CCA175 Advice/Direction

cca-175
apache-spark
certification
cca175

#1

Dear All,

Been trying to confirm a few things regarding CCA175 Certification after reading some posts

  1. Are we allowed to have a monitor connected to our Mac (or PC) during the exam? so 2 screens total…
  • been reading a few posts saying the screen font is very small and that the proctor bar gets in the way of typing in the shell … is this true? having multiple screens would help a lot with navigating and such.
  1. How similar are Arun’s blog questions in relation to the actual exam questions?
  • been struggling a bit with Arun’s questions because my main language is python and it makes it difficult to follow along, compute the correct code, and validate since his answers are written in scala.
  1. Are Durga’s YT playlists the same as the Udemy courses?
  • completed Durga’s CCA175 python playlist and feel very confident in understanding and replicating his examples, but not so much with Arun’s questions as you can see in bullet #2

Anyone able to offer any additional insight? I have used Spark MLlib quite a bit and have more experience with Spark 2.x (DFs, UDFs, etc) compared to Spark 1.x (RDDs) however there aren’t any Spark certifications with a Data Science focus thus I have been preparing for CCA175 a few months so far (off and on due to work schedule) … I am at the point I am considering taking a couple weeks to complete Durga’s CCA175 scala playlist to get a better feel for scala language and syntax

Again, if anyone is able to provide some responses/advice to my questions I greatly appreciate it!

thank you


#2

Just FYI. I am yet to take my exam but here is my understanding

  1. You are allowed to connect external monitor but you can only use one monitor ( external or built-in).

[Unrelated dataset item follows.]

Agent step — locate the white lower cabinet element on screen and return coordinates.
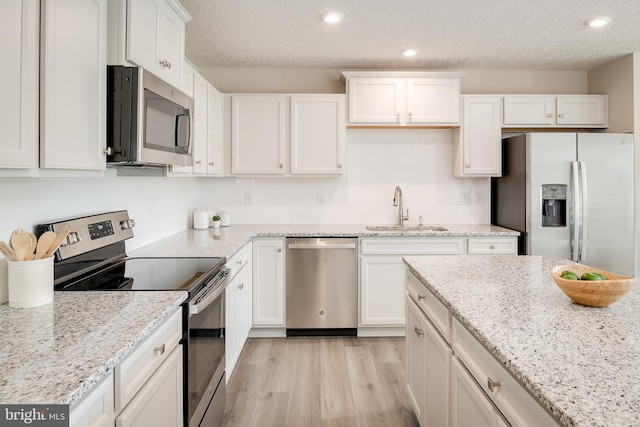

  2. Actual exam is much easier than Arun’s blog.


#3

I asked this question to my exam monitor, and he allowed me to connect another monitor. So in short I was using both the screens (laptop and external monitor), however it is not very helpful as you can’t extend the programs from remote desktop to another screen.


#4

Yes, I believe so. I haven’t done Arun’s blog questions so I don’t know their difficulty level.


#5

I am still preparing for certification based on pyspark. Being a data scientist, I do not suggest you to learn scala. Just focus on solving Arun’s questions using pyspark. Except the 3rd question (in Arun’s blog), I felt comfortable solving the other questions. The 3rd question deals with extracting schema from avro file formats. Let me know if you want me to post my pyspark solutions to Arun’s questions.

Durga’s CCA175 in pyspark (in udemy) course is excellent, and it should give you enough knowledge to pass the certification. Focus more on file formats (see Arun’s blog).

Good luck
Sekhar


#6

thank you very much for the guidance! posting your Arun questions in pyspark would be much appreciated! I completed Durga’s YT pyspark playlist and feel comfortable with the material (have been told YT playlist is same as Udemy course) … I plan to use mostly DF on exam instead of RDD so hopefully this approach works.


#7

Some of my notes (important points are given below). I hope this helps for folks who are preparing for CCA175 based on pyspark:

##Reading/writing/compressing files:

#To read any text file (compressed / uncompressed into an RDD)
rdd = sc.textFile("…path")

#To write any text file to HDFS:
rdd.saveAsTextFile("…path",compressionClassCodec=“org.apache…”)
By default compressionClassCodec=None. This means no compression.

See the /etc/hadoop/conf/core-site.xml and search for codec to find available compression codec classes.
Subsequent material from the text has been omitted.